Unix was developed by AT&T and designed in a way that provides a programmers feel to the operations and functions. Unlike other operating systems, it has a filing system that works as its main mode of communication. Unix has also sparked the creation of a programming language commonly known as ‘C’ that was specifically designed for the Unix system. (Ritchie, 1996) There are three major distributors of this operating system, being Oracle, IBM, and Hewlett Packard.
Linux was designed to be a free operating system from Intel’s line of personal computers. Today it functions as a major system, running mostly on large scale main-frame computers servicing businesses and internet based companies. The development of this operating system was a collaboration of developers each putting forth bits of open source software. (TuxRadar, 2014)Linux also runs the programming language of ‘C’ that created the GNU or General Public License, so it will remain a free operating system and model after the Unix system. The Linux system belongs to the GNU Public License and makes sure that any user can access and alter the code that acts as a fundamental factor of the Linux operating system. With this system, if you are in need of technical support or guidance on problems, you have to turn to community forums and hope you find someone who can help solve your problem, as opposed to a formal ‘help desk’. With this system, you have the option to operate under different running levels. For example, if there is a problem, you can run on a level 2 or 3, fix the issue, and return to full operation.

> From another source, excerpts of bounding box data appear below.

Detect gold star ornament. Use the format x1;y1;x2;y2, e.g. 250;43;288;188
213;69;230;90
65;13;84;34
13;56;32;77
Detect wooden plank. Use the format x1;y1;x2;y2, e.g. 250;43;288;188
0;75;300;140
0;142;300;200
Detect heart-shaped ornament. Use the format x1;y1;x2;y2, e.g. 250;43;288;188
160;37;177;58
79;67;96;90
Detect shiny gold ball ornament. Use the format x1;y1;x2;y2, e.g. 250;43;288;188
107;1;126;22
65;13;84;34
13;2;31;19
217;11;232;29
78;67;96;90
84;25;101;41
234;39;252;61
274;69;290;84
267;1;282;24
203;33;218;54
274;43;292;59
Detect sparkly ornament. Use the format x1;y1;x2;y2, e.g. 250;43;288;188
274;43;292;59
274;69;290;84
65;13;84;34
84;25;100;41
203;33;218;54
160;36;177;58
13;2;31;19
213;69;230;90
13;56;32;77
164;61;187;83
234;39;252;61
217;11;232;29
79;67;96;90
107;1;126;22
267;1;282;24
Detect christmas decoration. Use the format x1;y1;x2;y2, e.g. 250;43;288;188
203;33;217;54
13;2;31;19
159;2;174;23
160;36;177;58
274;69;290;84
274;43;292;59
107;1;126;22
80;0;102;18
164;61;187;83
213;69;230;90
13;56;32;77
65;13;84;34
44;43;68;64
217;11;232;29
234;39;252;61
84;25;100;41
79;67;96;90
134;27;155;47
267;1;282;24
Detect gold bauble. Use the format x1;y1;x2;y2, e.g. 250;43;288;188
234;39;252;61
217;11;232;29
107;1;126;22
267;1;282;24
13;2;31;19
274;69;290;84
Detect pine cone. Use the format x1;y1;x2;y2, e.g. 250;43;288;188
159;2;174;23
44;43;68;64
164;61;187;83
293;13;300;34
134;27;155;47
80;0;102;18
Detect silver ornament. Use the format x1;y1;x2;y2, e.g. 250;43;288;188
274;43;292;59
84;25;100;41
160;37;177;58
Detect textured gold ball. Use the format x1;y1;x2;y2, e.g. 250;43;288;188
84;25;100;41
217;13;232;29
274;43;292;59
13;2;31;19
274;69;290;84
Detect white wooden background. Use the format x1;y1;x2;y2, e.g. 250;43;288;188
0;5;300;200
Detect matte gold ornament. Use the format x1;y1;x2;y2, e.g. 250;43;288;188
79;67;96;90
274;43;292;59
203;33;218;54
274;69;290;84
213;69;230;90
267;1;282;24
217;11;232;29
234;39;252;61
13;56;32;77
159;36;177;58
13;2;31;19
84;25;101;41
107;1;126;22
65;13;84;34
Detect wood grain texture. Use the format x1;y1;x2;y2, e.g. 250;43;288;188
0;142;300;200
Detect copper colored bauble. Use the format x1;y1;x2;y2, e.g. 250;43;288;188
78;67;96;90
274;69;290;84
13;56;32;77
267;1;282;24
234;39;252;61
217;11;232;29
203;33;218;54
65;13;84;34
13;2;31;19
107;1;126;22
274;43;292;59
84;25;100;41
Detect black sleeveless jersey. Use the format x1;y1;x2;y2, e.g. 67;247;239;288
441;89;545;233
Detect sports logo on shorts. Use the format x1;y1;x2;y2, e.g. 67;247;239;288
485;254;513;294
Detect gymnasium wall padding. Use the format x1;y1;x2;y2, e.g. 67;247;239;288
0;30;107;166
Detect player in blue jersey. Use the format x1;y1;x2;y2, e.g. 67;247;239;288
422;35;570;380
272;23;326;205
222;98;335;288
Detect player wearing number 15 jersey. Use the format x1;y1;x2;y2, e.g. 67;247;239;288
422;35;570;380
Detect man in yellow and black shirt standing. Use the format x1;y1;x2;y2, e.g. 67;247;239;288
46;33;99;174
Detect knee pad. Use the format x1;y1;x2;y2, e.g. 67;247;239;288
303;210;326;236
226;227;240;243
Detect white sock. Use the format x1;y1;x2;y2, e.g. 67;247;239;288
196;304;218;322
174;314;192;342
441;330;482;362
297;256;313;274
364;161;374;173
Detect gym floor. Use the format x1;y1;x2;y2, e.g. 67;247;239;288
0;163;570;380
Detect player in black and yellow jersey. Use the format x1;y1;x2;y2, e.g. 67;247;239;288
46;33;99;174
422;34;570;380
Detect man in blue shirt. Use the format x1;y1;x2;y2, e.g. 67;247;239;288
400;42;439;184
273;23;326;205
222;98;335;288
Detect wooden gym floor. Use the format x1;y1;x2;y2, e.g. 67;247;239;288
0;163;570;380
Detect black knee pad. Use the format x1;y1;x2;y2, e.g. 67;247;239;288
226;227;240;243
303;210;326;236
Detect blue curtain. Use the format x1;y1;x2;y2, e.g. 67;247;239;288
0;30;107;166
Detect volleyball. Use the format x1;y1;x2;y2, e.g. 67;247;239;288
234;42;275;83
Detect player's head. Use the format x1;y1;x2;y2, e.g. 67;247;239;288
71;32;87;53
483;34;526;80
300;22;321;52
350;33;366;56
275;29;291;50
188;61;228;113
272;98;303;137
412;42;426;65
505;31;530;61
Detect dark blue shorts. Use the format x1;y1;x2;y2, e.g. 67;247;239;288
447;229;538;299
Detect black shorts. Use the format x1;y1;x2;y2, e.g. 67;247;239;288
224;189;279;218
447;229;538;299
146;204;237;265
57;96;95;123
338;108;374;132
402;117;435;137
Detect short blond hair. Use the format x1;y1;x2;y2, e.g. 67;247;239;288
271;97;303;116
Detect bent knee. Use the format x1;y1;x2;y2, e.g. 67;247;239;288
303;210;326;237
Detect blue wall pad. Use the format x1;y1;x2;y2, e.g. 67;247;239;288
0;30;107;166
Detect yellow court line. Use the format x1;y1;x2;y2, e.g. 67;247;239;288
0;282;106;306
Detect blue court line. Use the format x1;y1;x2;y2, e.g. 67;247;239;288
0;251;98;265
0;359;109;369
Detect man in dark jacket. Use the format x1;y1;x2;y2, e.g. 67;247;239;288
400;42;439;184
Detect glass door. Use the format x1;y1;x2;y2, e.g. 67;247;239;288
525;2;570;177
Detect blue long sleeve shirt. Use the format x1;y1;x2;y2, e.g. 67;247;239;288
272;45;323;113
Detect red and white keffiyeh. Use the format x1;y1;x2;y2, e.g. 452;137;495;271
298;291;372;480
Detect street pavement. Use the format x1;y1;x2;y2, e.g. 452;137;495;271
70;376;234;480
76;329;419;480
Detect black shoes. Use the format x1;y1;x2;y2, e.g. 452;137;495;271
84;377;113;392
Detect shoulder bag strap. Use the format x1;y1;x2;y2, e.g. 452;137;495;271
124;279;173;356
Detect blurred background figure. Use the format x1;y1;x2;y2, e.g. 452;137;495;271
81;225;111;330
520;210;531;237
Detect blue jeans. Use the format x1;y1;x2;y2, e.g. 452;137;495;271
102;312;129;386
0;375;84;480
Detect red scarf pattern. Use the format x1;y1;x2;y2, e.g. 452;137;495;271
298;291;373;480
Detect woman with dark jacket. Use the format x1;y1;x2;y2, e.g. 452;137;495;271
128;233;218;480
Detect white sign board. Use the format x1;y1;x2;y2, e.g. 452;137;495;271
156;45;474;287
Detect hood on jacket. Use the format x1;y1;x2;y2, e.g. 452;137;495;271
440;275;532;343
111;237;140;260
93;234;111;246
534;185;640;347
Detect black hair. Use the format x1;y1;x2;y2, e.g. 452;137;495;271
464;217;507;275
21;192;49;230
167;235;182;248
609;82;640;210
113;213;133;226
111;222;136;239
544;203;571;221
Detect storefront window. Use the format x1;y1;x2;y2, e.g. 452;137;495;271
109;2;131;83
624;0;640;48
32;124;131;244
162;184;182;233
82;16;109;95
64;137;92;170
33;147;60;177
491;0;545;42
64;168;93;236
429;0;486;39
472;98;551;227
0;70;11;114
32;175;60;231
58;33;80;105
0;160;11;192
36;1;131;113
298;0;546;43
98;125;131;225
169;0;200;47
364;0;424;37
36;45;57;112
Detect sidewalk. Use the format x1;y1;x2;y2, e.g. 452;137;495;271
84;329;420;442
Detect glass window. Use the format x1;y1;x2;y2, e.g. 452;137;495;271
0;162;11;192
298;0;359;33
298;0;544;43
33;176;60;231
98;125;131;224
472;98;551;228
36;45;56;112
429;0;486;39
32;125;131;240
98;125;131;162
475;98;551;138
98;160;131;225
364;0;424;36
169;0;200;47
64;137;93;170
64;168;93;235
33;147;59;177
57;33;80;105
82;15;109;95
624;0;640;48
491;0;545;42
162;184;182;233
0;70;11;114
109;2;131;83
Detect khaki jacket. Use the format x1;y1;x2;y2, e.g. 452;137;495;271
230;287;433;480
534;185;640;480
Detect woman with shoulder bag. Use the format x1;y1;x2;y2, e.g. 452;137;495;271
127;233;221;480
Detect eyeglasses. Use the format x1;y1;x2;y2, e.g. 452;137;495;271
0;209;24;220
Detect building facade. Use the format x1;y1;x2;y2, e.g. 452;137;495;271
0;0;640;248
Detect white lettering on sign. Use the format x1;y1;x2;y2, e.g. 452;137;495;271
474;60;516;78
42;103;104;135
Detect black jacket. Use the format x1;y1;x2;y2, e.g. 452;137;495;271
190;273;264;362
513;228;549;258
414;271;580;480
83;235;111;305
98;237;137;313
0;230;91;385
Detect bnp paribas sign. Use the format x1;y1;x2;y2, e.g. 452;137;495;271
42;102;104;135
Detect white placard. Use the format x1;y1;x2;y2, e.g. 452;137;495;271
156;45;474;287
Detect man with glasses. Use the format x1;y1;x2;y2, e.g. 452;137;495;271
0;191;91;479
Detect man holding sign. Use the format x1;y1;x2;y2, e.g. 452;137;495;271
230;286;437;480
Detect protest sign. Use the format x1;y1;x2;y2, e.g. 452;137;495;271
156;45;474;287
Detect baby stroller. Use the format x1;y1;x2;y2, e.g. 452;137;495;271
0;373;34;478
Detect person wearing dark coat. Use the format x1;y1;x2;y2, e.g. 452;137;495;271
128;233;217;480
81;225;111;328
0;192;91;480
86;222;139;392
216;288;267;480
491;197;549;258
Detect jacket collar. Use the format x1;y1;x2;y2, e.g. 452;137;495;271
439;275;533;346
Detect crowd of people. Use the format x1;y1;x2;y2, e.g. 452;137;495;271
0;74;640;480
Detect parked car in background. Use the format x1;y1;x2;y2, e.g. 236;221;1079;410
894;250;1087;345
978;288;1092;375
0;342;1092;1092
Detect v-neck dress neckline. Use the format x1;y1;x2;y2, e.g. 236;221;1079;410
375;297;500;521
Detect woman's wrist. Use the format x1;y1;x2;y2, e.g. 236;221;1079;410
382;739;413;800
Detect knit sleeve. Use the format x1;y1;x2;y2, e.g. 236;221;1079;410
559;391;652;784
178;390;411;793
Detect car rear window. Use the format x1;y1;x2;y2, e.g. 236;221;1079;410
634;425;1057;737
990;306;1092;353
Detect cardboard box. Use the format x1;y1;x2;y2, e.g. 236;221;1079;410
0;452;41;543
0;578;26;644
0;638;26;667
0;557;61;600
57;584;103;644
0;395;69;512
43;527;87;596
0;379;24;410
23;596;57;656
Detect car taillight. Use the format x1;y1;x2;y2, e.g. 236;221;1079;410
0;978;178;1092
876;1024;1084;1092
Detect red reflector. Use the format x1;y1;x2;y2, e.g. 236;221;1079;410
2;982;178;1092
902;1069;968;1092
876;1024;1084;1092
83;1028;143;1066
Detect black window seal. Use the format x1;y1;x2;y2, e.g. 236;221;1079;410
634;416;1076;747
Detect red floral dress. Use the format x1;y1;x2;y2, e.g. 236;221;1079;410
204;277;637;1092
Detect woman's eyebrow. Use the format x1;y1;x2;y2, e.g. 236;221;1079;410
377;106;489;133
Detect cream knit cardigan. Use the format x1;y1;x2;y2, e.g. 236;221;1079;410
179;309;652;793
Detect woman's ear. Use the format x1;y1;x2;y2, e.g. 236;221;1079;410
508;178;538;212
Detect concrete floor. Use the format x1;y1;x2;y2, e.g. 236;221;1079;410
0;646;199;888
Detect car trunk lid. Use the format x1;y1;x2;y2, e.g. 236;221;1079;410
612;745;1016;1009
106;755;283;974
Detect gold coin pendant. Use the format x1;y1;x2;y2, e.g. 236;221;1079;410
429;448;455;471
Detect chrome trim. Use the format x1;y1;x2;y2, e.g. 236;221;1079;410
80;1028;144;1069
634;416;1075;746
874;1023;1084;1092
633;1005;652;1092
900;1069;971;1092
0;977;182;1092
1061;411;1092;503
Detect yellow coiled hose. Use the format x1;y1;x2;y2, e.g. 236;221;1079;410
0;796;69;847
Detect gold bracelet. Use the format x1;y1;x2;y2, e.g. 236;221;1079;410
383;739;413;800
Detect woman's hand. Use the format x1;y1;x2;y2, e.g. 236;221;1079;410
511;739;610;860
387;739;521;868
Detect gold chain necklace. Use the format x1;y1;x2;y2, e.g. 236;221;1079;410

Windows is a user friendly operating system that is not only written in the programming language of ‘C’ but also ‘C++’ and Assembly. It is also one of the leading operating systems out today in personal computers and servers, due to its user friendly interface and sleek design implemented with its simple window logo (Yegulalp, 2014). Windows is the operating system for many devices such as laptops, desktops, cell phones, and servers. While Windows was developed by Microsoft, other computer companies have rights to distribute computers with windows preinstalled on to it. Unlike in the Linux operating system, if you want to find, open, and alter the coding to the foundation, good luck. Getting to the base of the windows operating system is nearly impossible. The access points for the programs coding is heavily guarded to protect against malicious hackers trying to take down the system. Windows has a formal help desk but it can come at a cost. Although it might be costly, it is worth it to completely get the issue straightened out as opposed to the Linux operating system, where the problem may or may not ever get solved. This system has only two running levels. If you have an issue, safe mode is the only alternate to running at full capacity.
In comparing the operating systems, one thing stands out. Linux is free and can be distributed openly at no cost, while Unix and Windows have different costs depending upon the systems structures. Linux and Windows can be used by anyone in any setting, home or work, and although Unix was developed for the use of mainframes and major work stations, it can still be used by anyone. One of the major factors in operating systems is the security. Linux has zero actively spreading viruses in effect today on its system, Unix has about eighty-five to one hundred and thirty actively spreading to this day, and Windows has well over sixty thousand viruses spreading daily within its system. In riding Windows of the viruses it takes anti-virus software that comes at a price. Usually costing around twenty to four hundred dollars depending on the size of the hardware.
- Ritchie, D. M. (1996). The Evolution of the Unix Time-sharing System. Retrieved from:
- TuxRadar. (2014). Linux, Linux, everywhere. Retrieved from: ‘http://www.linuxformat.com/’
- Yegulalp, S. (2014). Microsoft’s new open source ASP.Net can run on Linux, OS, X.